Servet yüzünü Okan 'a döndürür "arkandan iş çeviren arkadaşını vurdum. Şimdi sende sıra. Son dualarını et!"

Okan "senin derdin ne oğlum? Sen bizi öldürüp ne elde edeceksin?"

Servet gülerek "elinden Derin 'i alacağım. O karın dediğin kişi benim olacak"

Okan "sen şu an beni burda öldürsen bile Derin sana gelmeyecek. Çünkü sen şerefsiz bir insansın, kimse senin gibi insanla geri kalan hayatını yaşamak istemez."

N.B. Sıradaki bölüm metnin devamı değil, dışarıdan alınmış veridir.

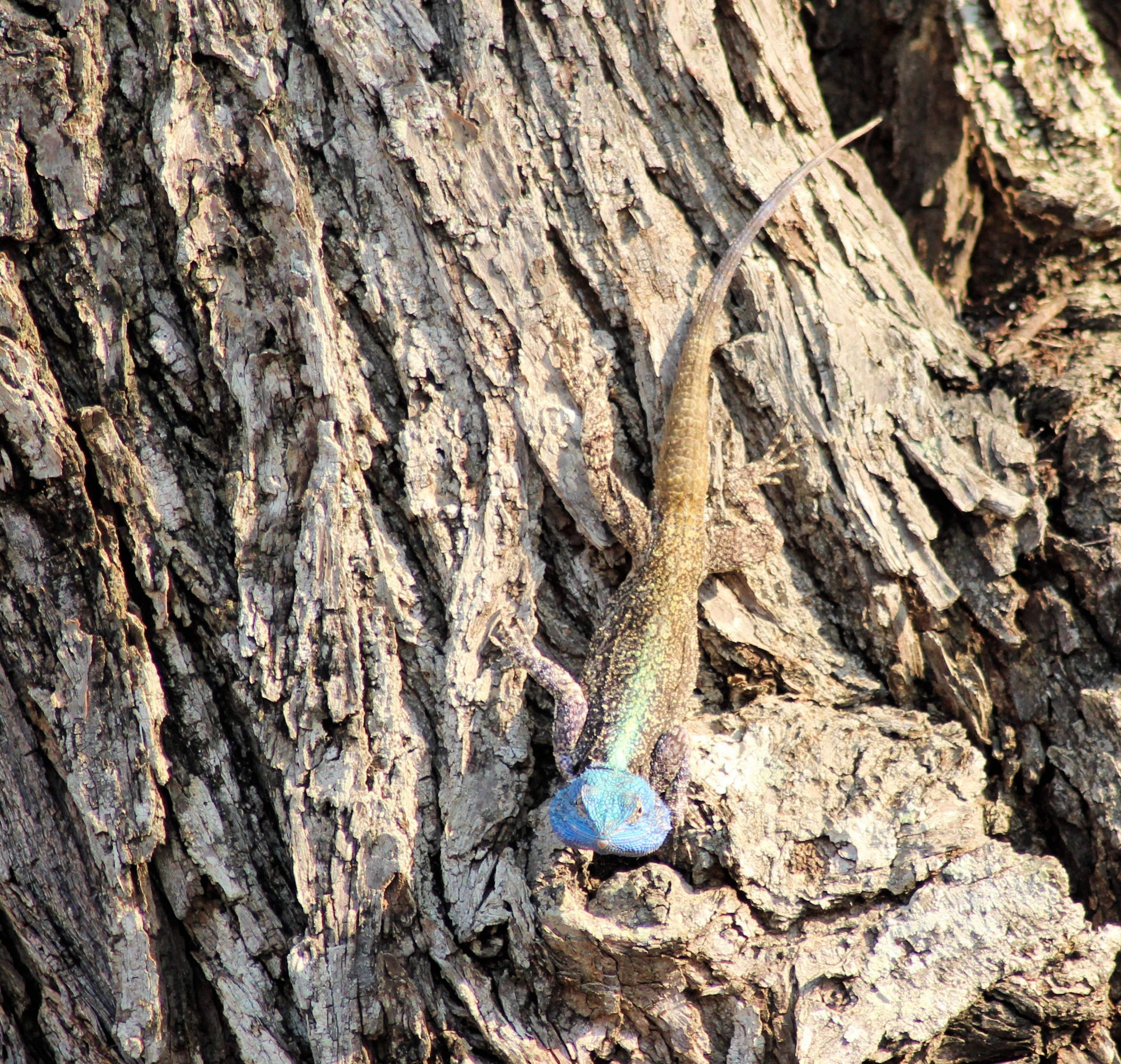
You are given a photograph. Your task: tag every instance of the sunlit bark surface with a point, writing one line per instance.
(320, 323)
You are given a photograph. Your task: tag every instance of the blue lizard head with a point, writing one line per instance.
(610, 812)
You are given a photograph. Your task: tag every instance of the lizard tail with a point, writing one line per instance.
(682, 480)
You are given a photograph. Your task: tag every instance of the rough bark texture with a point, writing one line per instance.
(319, 325)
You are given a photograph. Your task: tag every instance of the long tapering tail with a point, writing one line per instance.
(682, 479)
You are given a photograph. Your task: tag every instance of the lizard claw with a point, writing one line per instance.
(765, 470)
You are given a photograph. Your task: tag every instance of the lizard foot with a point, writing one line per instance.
(766, 470)
(571, 707)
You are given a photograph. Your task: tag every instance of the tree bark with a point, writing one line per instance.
(319, 323)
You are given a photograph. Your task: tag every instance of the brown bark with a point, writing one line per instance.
(313, 321)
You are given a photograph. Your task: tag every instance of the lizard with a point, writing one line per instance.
(617, 737)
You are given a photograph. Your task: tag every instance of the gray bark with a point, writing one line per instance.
(319, 324)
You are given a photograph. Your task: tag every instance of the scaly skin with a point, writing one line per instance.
(618, 732)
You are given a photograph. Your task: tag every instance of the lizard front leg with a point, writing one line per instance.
(670, 771)
(571, 706)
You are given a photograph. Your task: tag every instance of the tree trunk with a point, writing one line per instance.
(315, 320)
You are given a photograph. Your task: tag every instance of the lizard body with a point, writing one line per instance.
(618, 738)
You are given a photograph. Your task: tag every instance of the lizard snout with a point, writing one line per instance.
(610, 812)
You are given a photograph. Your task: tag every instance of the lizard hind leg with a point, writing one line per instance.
(670, 771)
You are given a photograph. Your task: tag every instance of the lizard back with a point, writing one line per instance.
(642, 664)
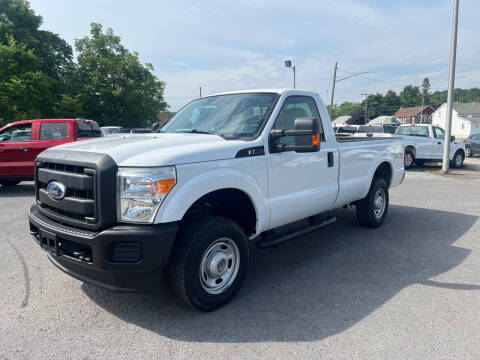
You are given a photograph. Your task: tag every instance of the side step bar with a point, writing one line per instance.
(270, 241)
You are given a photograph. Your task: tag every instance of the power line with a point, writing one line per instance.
(373, 79)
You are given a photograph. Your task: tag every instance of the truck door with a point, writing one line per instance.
(52, 133)
(438, 142)
(16, 151)
(301, 184)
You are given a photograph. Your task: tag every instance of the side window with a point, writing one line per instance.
(439, 133)
(295, 107)
(53, 131)
(15, 133)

Servet elindeki silahı Okan 'a doğrultur "çok yanlış düşünüyorsun Okan, benim elde edemeyeceğim hiçbir şey yok. Derin benim olacak artık sende öbür dünyadan bizi izlersin. Güle güle Okan" der ve tetiğe basacakken ağacın arkasından bir kadın uzaktan Servet 'in sırtından dört el ateş eder. Servet "hayır" diyerek yere yığılırken Okan 'ı ayağından yaralar.

Mery ağacın arkasından "abi" der ve koşarak Okan 'ın yanına gelir.

Mery yere yığılan abisinin yanına geldikten sonra

Mery "abi iyi misin?"

Okan "senin ne işin var burada, Sen Amerika 'da değil miydin?"

Mery "sen şimdi boşver beni. Birazdan buraya ambulans gelecek, sende iyileşeceksin" dedikten sonra boynundaki fularını çıkarır ve abisinin kanayan yarasına bastırır.

***

Mersin (Köy) ~ Işığın Evi

Işığın annesi kasabandan evine dönmüştü, eve geldiğinde Işığın evde olmadığını farketmişti. Işığın annesi iki dakikadan beri İlyas 'a kızının nerede olduğunu soruyordu.

Işığın annesi "sana iki dakikadan beri kızım nerede, diyorum ama sen cevap vermiyorsun. Nerede Işık? Ne yaptın ona?"

İlyas oturduğu koltuktan sinirli bir şekilde ayağa kalkar "dövdüm sonra ben telefonla konuşurken evden defolup gitmiş."

Işığın annesi sitem ederek "sen nasıl kızımı döversin ya? Ne günahı vardıda kızımı dövdün."

İlyas "dövmeseydim bizim başımıza çıkacaktı. Yok kursa gitmeyecekmiş, yok Arapça okumayacakmış. Biz bunca zaman buna çok yüz verdik."

Işığın annesi "bunca zaman çok yüz verdik. Kızımız bunca zaman bizim hayatımıza ayak uydurdu, hiçbir zaman bize karşı gelmedi. O kadar açık arkadaşının içinde beşinci sınıfta kapandı, sekizinci sınıfta kursa gitti. Bırakta bu sefer istediği gibi yaşasın"

***
Araba

Işık arabayı hızlı bir şekilde ağaca çarptığı için başını kornaya vurmuştu. Işık iki dakikadan beri baygındı. İki dakika sonra ayılır ve başını kornadan çeker. Kanayan alnını kanıyor mu, kanamıyor mu diye yokladıktan sonra sinirli bir şekilde elini direksiyona vurur sonra kontaktaki anahtarı alır ve arabadan iner.

Işık zor zekat arabadan indikten sonra başı kanıya kanıya evlerine gider.

^^^

Işığın annesi ve babası oturma odasında kızlarından haber bekliyordu. O arada zil çalar ve Işığın annesi hızlıca kapıyı gider.
Işığın annesi kapıyı açar, gelen kişi kızıydı.